Hurricane Katrina has already brought higher gasoline prices in its aftermath, but the auto industry could be squeezed further as steel prices rise. The price of steel for auto manufacturing and industrial equipment could rise by as much as 20 percent as flooding in New Orleans has limited the supply of raw materials such as liquid hydrogen and scrap, the Wall Street Journal reported on Wednesday.

The newspaper said the increase would be in addition to roughly 20 percent price increases by steel makers including U.S. Steel Corp. and Nucor Corp. that became effective on September 1 for shipments of products such as hot-rolled coil.

Liquid hydrogen is used to make higher-quality steels such as galvanized or cold-rolled coils, which are used in products from auto panels to garage doors.
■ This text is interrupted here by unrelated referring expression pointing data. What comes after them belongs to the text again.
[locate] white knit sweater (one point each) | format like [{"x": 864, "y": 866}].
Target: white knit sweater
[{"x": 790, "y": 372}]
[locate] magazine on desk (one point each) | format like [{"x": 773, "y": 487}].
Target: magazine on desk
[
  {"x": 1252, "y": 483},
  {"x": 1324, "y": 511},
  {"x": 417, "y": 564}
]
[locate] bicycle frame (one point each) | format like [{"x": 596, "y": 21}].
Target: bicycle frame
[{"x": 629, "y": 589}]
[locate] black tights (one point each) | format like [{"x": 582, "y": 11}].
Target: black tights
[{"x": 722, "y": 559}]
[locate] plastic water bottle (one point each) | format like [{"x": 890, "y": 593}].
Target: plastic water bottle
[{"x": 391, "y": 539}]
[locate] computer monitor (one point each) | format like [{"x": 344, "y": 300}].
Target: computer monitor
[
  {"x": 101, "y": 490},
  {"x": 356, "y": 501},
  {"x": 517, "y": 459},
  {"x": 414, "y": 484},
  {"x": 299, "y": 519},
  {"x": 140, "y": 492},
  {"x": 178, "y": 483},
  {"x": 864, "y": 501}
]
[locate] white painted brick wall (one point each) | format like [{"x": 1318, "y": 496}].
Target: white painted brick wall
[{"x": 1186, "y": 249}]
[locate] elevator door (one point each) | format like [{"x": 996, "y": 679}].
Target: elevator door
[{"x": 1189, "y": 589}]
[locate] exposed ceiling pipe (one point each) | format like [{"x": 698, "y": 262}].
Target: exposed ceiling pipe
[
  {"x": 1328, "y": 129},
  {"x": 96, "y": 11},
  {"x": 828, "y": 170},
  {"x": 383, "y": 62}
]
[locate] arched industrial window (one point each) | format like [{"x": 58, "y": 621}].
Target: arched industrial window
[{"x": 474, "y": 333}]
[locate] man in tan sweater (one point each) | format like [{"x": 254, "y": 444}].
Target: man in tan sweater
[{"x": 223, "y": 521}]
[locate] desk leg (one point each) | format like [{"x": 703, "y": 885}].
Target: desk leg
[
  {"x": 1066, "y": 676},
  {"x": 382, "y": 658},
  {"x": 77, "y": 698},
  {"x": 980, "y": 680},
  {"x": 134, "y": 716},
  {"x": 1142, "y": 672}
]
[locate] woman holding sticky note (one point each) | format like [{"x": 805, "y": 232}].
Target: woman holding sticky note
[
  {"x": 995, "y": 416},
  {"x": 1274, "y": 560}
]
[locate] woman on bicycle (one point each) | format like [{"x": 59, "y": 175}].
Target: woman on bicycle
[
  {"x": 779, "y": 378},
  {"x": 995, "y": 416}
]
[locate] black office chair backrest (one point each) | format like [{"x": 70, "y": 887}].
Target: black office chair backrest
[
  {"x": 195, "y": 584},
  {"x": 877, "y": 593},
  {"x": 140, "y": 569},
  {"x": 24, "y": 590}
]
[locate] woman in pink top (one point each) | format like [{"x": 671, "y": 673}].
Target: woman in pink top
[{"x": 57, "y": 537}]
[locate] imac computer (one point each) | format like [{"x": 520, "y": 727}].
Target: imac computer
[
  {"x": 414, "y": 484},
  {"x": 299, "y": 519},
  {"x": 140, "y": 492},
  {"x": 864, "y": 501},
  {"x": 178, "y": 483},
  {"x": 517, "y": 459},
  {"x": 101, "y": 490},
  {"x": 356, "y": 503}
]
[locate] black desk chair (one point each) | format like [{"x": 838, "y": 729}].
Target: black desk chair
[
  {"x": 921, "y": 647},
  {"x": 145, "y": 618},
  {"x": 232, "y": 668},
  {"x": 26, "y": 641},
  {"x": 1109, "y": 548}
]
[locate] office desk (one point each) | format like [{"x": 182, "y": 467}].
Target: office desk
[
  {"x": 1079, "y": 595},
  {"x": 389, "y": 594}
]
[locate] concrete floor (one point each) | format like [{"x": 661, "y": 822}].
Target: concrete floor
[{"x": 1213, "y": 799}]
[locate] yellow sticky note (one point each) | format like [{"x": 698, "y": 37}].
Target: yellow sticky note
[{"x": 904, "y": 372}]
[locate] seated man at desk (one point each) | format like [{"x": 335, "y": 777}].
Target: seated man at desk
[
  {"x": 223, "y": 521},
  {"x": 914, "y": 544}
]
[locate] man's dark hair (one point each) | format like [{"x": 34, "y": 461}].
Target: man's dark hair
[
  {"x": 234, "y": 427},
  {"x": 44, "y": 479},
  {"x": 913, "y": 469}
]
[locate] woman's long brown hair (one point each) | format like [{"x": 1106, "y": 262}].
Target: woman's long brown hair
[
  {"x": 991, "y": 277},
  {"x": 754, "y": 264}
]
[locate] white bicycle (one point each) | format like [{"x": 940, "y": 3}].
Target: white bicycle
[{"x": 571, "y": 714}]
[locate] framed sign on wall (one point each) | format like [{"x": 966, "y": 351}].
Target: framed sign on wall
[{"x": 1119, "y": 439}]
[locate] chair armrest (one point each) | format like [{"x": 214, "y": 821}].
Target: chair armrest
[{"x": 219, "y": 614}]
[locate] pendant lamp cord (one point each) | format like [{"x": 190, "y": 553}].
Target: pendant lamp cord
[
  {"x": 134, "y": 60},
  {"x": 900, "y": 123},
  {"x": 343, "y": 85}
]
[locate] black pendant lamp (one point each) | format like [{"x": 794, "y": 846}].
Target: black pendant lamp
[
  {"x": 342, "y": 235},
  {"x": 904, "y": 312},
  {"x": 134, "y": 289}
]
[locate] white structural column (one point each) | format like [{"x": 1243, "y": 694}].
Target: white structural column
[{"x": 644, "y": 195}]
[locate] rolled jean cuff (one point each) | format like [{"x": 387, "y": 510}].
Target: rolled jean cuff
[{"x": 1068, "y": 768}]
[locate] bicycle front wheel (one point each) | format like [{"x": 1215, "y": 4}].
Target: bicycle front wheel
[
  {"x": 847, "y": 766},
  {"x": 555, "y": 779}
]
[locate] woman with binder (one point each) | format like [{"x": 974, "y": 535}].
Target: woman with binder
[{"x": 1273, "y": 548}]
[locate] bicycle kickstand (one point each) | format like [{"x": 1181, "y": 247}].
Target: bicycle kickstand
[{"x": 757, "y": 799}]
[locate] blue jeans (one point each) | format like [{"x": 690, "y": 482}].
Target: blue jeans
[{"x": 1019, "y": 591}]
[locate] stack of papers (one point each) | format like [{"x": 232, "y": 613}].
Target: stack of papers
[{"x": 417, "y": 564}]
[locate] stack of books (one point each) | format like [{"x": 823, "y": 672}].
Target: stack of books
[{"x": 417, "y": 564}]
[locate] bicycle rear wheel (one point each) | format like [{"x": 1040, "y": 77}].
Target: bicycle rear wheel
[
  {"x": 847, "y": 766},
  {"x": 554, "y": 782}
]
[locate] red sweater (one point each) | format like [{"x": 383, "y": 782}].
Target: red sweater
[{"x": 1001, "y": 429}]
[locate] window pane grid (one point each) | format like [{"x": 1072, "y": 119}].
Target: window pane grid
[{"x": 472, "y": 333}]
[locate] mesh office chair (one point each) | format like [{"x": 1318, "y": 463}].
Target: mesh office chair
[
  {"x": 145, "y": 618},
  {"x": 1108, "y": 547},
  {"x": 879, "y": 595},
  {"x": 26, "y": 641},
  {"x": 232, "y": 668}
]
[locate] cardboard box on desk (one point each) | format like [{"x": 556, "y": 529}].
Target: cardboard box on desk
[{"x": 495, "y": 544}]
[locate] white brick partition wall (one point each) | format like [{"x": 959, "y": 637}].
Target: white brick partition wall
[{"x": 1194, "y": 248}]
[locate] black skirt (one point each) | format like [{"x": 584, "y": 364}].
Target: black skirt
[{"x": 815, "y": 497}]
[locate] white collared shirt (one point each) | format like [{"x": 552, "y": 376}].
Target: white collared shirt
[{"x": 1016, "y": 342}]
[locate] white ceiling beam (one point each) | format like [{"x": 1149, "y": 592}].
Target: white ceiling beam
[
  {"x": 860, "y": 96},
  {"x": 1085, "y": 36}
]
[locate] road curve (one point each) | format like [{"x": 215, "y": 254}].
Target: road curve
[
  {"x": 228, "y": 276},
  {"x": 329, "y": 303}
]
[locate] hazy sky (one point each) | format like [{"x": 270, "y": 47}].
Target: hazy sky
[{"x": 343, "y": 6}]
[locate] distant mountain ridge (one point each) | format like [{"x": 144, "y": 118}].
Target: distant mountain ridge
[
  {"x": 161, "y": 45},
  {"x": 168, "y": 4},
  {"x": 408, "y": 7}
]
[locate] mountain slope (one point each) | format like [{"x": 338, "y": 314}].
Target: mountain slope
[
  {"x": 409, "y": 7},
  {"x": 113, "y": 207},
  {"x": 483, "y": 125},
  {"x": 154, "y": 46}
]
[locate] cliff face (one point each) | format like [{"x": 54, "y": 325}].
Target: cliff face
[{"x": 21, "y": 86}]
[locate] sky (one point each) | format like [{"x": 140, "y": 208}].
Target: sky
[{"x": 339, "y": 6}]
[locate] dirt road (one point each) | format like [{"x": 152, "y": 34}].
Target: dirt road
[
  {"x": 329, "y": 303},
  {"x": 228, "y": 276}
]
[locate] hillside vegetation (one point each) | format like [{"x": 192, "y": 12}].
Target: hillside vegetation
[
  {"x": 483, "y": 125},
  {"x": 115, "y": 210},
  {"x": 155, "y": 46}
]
Scrap is used to make new steel.

The newspaper said that as buyers stockpile to avoid higher prices and shortages, prices could escalate by as much as $80 a ton on such products. Currently, hot-rolled coil costs about $500 a ton. Concrete reinforcing bar, used in construction, is also expected to rise.

The report said some larger automakers may look to ship extra supplies of steel from abroad. It quoted Dave Elshoff, a spokesman for the Chrysler group, as saying the company is monitoring the situation, but "as of this time, all our suppliers have found alternate sources" of hydrogen.